A senior American central banker yesterday pushed back against market expectations that the Federal Reserve was set on rolling back its stimulus measures later this year, as new data showed the US economy continued to improve at a moderate pace.

The Fed chairman, Ben Bernanke, last week laid out the clearest timeline yet for when the central bank might begin reducing the size of its bond buying programme, currently worth $85bn (£55bn) a month. He indicated that if economic trends continue to improve, the value of the bond buys might be cut back later this year, and the programme might end altogether around the middle of next year.

That triggered a market panic, as investors rushed to prepare for the end of the support measures in the face of continued fiscal tightening.

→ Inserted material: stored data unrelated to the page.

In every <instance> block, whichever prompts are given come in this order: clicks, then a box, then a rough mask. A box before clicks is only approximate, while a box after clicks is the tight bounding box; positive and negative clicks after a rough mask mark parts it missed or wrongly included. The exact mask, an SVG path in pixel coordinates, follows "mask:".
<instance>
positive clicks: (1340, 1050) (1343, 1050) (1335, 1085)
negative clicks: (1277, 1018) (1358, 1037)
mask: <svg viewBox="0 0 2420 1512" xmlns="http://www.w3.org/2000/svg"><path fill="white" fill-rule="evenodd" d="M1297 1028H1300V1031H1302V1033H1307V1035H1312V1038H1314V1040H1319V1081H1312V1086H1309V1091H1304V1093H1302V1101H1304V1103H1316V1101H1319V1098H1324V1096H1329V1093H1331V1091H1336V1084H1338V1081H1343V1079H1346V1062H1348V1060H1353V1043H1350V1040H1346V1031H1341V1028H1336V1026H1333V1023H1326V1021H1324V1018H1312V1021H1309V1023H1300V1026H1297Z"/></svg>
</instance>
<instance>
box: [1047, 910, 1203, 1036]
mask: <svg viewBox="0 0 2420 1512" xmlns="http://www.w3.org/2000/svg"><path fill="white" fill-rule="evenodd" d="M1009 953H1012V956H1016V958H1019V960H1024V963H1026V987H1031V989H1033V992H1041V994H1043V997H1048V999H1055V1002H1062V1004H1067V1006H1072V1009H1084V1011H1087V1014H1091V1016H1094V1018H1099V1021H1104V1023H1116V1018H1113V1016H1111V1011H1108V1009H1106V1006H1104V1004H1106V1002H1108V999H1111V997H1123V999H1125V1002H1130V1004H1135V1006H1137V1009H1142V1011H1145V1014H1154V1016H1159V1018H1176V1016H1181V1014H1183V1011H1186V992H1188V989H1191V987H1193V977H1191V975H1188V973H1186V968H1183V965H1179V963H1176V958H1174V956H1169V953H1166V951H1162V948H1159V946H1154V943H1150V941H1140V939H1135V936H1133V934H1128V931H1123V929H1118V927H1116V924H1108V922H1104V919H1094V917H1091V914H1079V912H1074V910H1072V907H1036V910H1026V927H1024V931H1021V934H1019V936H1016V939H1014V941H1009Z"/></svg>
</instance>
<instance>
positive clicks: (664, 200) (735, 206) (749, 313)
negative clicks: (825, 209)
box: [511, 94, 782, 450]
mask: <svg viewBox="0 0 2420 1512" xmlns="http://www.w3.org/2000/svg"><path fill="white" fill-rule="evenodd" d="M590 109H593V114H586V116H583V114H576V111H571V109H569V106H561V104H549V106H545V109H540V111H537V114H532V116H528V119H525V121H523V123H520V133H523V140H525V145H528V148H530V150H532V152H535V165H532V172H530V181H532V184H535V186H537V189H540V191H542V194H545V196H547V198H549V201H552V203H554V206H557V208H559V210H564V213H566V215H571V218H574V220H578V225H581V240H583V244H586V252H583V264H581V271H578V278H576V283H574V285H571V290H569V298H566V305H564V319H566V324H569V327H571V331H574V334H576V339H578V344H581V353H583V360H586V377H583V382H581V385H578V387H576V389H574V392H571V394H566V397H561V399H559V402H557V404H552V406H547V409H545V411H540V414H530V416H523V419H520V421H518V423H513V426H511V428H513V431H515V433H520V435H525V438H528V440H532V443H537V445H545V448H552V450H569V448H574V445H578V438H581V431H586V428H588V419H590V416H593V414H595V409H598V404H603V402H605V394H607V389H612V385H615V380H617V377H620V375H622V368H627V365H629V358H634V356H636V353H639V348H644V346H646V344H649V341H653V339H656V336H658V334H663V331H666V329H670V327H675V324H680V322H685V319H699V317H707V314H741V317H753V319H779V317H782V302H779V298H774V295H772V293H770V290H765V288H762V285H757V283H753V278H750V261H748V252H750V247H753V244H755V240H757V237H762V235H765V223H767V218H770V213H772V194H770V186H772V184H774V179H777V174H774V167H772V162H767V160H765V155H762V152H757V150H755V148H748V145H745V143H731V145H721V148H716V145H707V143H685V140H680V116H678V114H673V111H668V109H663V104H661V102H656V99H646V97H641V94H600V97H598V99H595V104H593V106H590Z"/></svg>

Yesterday, however, as new data showed that US consumer spending had risen by 0.3 per cent in May, reversing the 0.3 per cent drop seen in April, and new claims for unemployment benefits had dropped by 9,000 to a seasonally adjusted 346,000 last week, Bill Dudley, the chairman of the New York Federal Reserve said the timeline was not set in stone.

Separate data showed that contracts to buy previously owned US homes had climbed to their highest level in more than six years in May.

"If labour market conditions and the economy's growth momentum were to be less favourable than in the [Federal Open Market Committee's] outlook – and this is what has happened in recent years – I would expect that the asset purchases would continue at a higher pace for longer," Mr Dudley said in a speech in New York.

As to expectations that the Fed's benchmark interest rates might also rise earlier than expected, Mr Dudley said the market soothsayers were "out of sync" with statements from Open Market Committee and "the expectations" of most of the policy-setting body's participants.

On the asset purchases, Mr Dudley added that even if the pace of bond buying were to slow, "it would still be the case that as long as the FOMC continues its asset purchases it is adding monetary policy accommodation, not tightening monetary policy."